The University of Massachusetts celebrated the planned construction of the $52 million Design Building on Friday at a ceremonial groundbreaking. The ceremony honored the state-of-the-art academic facility and the innovative wood construction technologies it will incorporate.

About 100 people celebrated at the event, which featured remarks from UMass President Marty Meehan. Chancellor Kumble R. Subbaswamy, Provost and Senior Vice Chancellor for Academic Affairs Katherine Newman and State Rep. Ellen Story also spoke.

“It’s bold, beautiful, and brilliant,” said Subbaswamy of the building, which he said will be “the most advanced wood structure in the United States” once completed, yielding zero carbon emissions.

Construction of the Design Building began in the spring and is expected to be finished in 2017.

The structure, which will be 87,200 square feet, will house three areas of academic study from three separate colleges. These include Landscape Architecture & Regional Planning in the College of Social and Behavioral Sciences, the Department of Architecture in the College of Humanities and Fine Arts and the Building Construction Technology program in the College of Natural Sciences.

It will occupy parts of parking lot 62, which is next to the Studio Arts Building.

“It’s going to be a very exciting new building,” UMass Project Manager Burt Ewart told the Daily Collegian in the spring. “It’s being designed as a modern showcase of timber technology.”

The “super sustainable” four-story structure will feature wood frame construction rather than common steel and concrete construction types. It will be built with recyclable and renewable materials and will utilize high-tech wood technologies made possible by the Environmental Bond Bill passed by the Massachusetts state legislature in 2014.
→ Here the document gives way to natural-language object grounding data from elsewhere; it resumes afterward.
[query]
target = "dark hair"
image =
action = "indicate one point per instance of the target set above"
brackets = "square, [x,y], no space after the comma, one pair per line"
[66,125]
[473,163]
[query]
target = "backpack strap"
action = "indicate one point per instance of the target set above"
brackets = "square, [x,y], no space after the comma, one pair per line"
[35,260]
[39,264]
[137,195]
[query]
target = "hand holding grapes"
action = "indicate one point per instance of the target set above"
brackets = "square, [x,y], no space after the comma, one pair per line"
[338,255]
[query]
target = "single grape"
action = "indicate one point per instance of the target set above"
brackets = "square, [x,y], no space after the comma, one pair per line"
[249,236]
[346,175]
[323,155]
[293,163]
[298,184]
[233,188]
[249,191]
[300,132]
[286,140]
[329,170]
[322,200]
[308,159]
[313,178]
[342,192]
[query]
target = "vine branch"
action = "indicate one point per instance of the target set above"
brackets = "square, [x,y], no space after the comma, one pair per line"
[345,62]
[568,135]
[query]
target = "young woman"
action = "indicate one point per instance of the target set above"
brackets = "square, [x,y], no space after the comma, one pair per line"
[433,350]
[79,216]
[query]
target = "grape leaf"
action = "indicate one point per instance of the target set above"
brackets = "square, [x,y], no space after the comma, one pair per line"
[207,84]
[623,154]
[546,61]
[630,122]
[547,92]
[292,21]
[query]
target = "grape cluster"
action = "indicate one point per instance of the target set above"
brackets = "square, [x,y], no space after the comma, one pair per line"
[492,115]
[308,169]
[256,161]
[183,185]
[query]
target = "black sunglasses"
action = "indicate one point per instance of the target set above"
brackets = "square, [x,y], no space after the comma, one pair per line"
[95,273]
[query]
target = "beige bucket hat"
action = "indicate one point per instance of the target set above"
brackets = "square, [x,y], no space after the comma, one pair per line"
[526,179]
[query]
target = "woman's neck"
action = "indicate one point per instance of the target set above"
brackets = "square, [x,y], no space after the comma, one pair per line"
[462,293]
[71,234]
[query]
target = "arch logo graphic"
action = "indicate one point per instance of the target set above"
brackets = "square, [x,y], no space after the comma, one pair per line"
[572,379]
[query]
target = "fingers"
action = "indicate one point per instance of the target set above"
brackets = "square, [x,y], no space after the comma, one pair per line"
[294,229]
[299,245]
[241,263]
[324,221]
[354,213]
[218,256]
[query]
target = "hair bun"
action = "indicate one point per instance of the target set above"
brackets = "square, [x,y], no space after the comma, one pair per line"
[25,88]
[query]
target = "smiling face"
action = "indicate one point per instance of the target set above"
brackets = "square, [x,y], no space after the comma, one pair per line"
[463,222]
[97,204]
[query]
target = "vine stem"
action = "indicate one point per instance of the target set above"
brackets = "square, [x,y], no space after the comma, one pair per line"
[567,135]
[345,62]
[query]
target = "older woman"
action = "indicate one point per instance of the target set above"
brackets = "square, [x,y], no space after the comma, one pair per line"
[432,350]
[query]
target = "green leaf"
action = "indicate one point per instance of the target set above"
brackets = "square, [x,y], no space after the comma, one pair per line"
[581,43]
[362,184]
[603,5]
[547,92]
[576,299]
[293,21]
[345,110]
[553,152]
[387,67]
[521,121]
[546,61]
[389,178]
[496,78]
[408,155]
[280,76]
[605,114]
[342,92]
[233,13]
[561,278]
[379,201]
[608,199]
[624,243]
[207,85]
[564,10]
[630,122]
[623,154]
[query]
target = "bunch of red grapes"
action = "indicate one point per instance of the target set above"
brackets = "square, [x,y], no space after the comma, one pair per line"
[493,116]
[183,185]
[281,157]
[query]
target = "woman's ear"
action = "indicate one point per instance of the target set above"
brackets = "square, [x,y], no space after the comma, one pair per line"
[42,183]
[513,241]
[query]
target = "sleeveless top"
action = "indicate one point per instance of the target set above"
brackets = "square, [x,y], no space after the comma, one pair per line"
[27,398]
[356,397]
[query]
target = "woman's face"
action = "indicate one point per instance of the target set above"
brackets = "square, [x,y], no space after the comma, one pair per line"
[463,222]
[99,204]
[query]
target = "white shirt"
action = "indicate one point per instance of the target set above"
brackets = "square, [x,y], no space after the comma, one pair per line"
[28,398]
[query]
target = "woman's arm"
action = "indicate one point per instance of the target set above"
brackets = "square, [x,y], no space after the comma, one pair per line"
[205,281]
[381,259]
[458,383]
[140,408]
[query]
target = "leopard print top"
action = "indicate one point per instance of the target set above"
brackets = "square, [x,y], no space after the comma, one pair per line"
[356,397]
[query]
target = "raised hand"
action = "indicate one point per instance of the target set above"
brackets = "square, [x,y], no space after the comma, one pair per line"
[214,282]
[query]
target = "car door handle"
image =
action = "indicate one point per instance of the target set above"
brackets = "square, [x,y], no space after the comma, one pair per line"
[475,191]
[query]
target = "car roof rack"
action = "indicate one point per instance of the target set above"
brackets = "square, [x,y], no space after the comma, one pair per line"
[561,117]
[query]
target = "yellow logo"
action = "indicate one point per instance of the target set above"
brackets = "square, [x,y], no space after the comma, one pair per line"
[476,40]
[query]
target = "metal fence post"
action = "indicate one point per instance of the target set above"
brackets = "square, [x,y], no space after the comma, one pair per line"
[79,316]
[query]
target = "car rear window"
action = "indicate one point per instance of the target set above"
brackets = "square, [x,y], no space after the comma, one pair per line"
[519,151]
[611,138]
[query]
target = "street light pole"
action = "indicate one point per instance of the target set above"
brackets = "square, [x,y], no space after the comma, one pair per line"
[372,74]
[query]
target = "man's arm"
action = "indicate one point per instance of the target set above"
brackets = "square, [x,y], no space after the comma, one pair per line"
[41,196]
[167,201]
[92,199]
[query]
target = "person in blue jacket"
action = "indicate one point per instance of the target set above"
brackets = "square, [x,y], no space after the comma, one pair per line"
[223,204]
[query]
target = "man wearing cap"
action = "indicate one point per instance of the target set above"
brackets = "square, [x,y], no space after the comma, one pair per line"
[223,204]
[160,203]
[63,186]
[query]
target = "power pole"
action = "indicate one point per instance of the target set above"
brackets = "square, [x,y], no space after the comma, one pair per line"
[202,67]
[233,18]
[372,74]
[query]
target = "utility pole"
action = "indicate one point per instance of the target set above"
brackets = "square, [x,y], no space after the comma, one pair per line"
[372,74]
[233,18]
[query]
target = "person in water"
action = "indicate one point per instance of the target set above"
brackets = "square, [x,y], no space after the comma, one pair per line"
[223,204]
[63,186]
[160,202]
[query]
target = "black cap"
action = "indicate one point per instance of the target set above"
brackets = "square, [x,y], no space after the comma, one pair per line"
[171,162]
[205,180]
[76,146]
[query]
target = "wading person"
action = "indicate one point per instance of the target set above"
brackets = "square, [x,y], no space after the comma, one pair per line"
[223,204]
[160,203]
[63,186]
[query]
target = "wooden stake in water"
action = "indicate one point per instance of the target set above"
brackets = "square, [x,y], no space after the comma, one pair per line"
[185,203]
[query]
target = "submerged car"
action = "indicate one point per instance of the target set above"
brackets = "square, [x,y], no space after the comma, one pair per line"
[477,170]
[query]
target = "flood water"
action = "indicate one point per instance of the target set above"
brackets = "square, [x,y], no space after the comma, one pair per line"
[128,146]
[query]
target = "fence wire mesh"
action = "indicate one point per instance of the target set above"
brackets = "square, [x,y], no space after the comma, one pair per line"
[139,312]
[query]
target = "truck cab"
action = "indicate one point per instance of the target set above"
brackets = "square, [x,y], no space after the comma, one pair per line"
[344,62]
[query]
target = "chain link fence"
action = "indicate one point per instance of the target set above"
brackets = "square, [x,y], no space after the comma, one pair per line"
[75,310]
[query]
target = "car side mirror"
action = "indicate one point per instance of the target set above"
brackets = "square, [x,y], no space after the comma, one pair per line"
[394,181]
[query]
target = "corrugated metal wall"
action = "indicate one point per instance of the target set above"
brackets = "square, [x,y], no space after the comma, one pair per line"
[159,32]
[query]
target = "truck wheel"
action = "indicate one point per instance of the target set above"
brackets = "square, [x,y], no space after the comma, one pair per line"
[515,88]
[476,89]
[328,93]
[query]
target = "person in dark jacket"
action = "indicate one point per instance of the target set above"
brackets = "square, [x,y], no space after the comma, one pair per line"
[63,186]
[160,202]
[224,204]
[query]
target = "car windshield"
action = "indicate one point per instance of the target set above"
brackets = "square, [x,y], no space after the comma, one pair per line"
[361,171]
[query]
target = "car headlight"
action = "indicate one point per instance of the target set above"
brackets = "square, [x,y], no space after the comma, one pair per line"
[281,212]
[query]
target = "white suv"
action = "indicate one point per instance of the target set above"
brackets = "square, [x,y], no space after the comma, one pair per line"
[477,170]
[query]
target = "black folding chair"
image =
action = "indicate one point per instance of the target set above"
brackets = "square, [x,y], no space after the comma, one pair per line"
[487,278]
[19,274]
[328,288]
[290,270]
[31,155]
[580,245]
“We have old timber buildings but they’re ancient,” said Ewart. “Technology has changed a lot,”

Proposed designs show the wooden superstructure will include a two-story central courtyard, classrooms, studios, lounges, materials testing labs, offices, meeting rooms, research spaces and a café.

A “green roof” outdoor courtyard and garden on the third floor will help maintain moisture and prevent storm-water runoff, keeping the building cooler and reducing the need for air-conditioning.

Other sustainable features include low-flow water fixtures, light sensors and energy-efficient heating and ventilation systems. Space will be left on the roof for the possible installation of solar panels.

It is intended that the finished building will reveal different components of the building’s mechanical, electrical and plumbing systems for teaching purposes.

The groundbreaking ceremony included a wooden structural beam to be used in the Design Building that was available for attendees to sign their names on.

Story praised former Congressman John Olver, who attended the event but did not speak. She said in her speech that he insisted the building use a wooden rather than steel structure, which he was able to support by securing $3 million in funding.

Meehan also praised Olver for his collaboration involved with the building, pointing out that the building requires borrowing money that must be repaid.

“Excellence costs money. I will never compromise when it comes to excellence,” he said.

The project is being financed through the UMass Building Authority, which hired Boston-based Leers Weinzapfel Associates to design the building.